Duplicate content is content that is showing up on the Internet by multiple URLs. Another words, a page like aboutus.php might be coming with the same content as aboutus.php?do=send.
This causes some problems with search engines as far as determining which page the engine should use for query matches, page ranking, use of meta tags between the two versions, and just which one to include for their indices.
How do you avoid duplicate content?
Let’s say these are your pages that are coming with the same content:
Duplicate content pages:
On post.php we can include a <link> tag that will reference to the original source so Search Engines gather the original correct information from the server, rather than trying to decide between the several duplicate pages.
Place in the <head> tags of post.php:
echo '<link href="./post.php?id='.((int)$_GET['id']).'" rel="canonical" />';
This will take the $id and put it into the URL as just post.php?id=$id.

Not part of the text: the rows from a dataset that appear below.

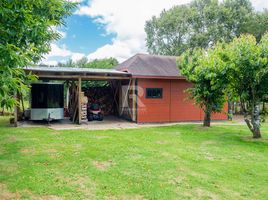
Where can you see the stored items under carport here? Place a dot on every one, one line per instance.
(47, 101)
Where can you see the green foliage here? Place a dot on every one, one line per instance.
(26, 29)
(247, 65)
(201, 24)
(207, 73)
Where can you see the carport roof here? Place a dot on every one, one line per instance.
(142, 65)
(45, 72)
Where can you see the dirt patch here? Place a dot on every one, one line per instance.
(2, 150)
(203, 194)
(12, 138)
(55, 133)
(177, 180)
(28, 151)
(99, 137)
(209, 142)
(5, 194)
(48, 197)
(251, 139)
(103, 165)
(83, 184)
(9, 167)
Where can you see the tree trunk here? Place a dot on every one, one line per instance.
(254, 122)
(230, 111)
(255, 118)
(207, 118)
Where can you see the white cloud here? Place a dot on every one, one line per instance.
(126, 19)
(61, 52)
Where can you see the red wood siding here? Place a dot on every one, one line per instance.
(173, 107)
(153, 110)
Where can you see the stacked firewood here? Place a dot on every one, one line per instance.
(84, 102)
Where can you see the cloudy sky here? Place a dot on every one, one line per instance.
(110, 28)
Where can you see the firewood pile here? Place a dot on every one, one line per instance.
(104, 96)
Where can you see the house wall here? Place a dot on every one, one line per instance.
(172, 107)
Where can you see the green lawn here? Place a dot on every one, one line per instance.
(177, 162)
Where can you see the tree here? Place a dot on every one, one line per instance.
(26, 29)
(201, 24)
(247, 63)
(207, 73)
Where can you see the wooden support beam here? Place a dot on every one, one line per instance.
(16, 111)
(79, 100)
(75, 77)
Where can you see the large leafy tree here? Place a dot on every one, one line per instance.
(207, 73)
(201, 24)
(247, 66)
(26, 29)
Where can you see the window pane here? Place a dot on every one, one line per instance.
(154, 93)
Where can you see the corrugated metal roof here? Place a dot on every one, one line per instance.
(75, 70)
(150, 65)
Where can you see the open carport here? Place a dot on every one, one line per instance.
(121, 85)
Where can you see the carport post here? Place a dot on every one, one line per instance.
(134, 101)
(79, 100)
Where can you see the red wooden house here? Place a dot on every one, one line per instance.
(158, 93)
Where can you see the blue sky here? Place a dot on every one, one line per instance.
(110, 28)
(84, 35)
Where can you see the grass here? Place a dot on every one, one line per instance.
(176, 162)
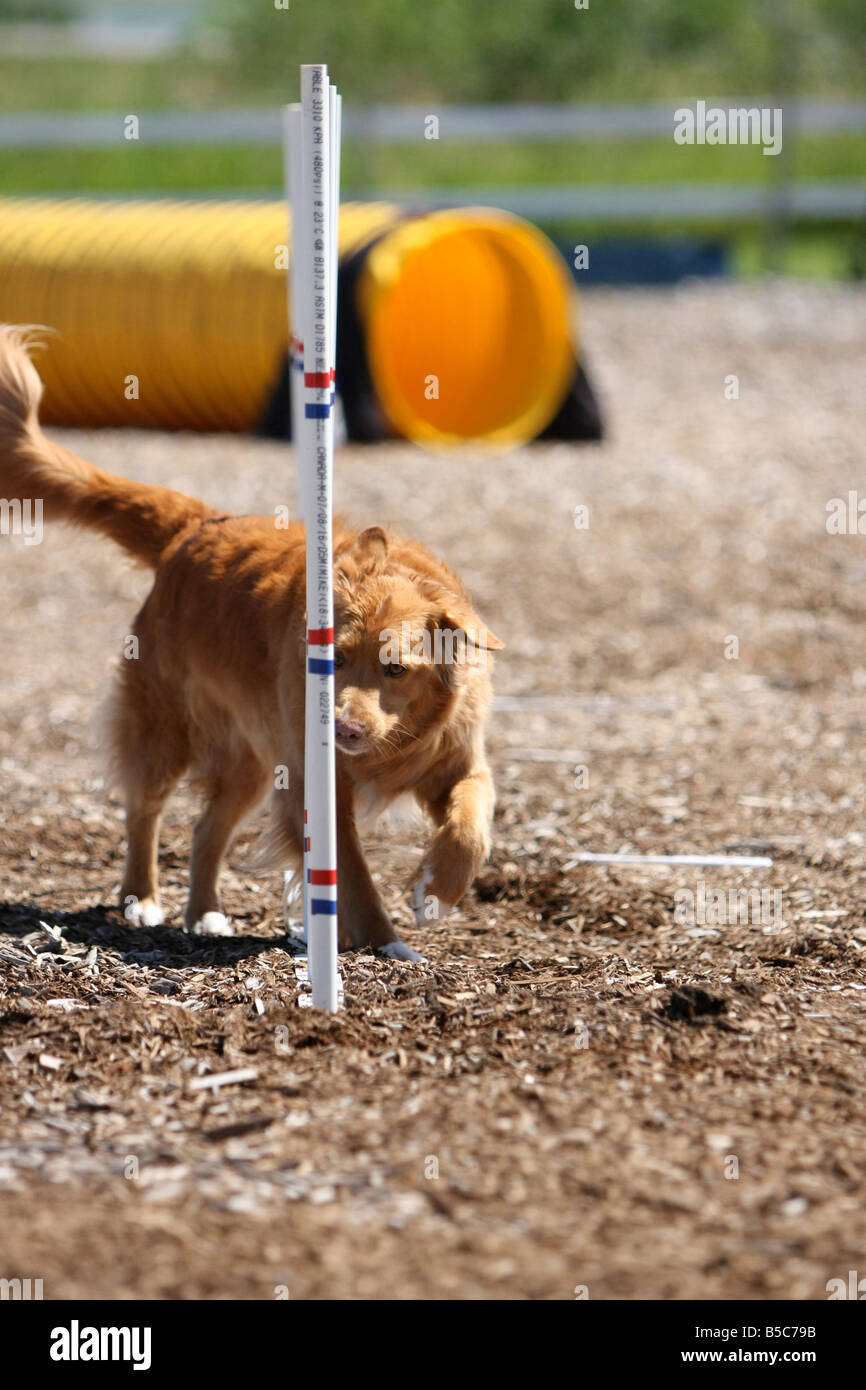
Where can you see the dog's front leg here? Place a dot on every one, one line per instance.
(460, 845)
(362, 916)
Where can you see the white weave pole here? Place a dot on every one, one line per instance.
(313, 139)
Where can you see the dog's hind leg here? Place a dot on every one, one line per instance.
(234, 790)
(150, 754)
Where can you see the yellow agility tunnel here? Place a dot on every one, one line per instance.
(455, 324)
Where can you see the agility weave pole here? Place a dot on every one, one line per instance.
(312, 154)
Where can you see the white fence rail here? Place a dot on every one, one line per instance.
(405, 124)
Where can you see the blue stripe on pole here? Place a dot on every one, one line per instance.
(323, 908)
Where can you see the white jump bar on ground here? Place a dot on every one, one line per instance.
(711, 861)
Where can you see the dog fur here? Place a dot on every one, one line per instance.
(217, 690)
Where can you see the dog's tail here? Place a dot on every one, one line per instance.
(139, 517)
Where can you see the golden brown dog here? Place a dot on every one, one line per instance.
(217, 688)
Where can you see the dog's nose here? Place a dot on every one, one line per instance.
(349, 730)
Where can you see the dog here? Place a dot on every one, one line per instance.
(217, 685)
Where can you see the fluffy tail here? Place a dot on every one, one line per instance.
(138, 517)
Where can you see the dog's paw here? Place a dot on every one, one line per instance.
(213, 925)
(143, 912)
(426, 905)
(398, 951)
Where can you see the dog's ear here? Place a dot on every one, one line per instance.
(370, 549)
(467, 622)
(460, 644)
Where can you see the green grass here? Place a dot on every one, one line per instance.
(136, 167)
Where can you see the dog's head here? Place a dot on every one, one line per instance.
(406, 648)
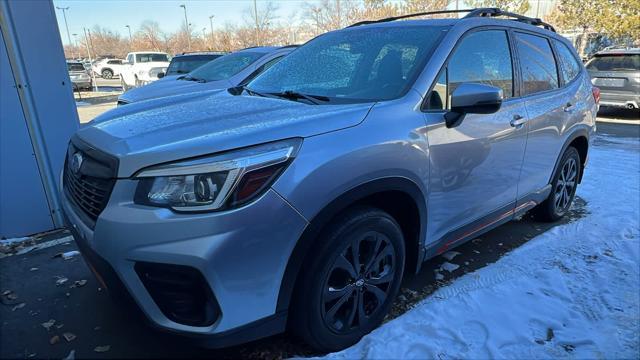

So any other URL parameters, such as lang=en, or do=login, will not be read as a duplicate page, but tell search engines to use the content of just post.php?id=$id.
If you do not need to use PHP and you just want the page to load a set content of just post.php then you would use the tag like so:
<link href="./post.php" rel="canonical" />
When using this method, you want to be sure that you are consistent throughout your website with your canonical URLs. If your canonical URL is like: “http://www.bgallz.org/” then you want to use “www” in all of your URL references and tags for the domain.
Now, if you have pages that you do NOT want included in any search engine queries or crawled by search engine bots, then you want to use a META tag with “noindex, nofollow”.
To block a page from search engine indexes places the following in the <head> tags:
<meta name="robots" content="noindex, nofollow" />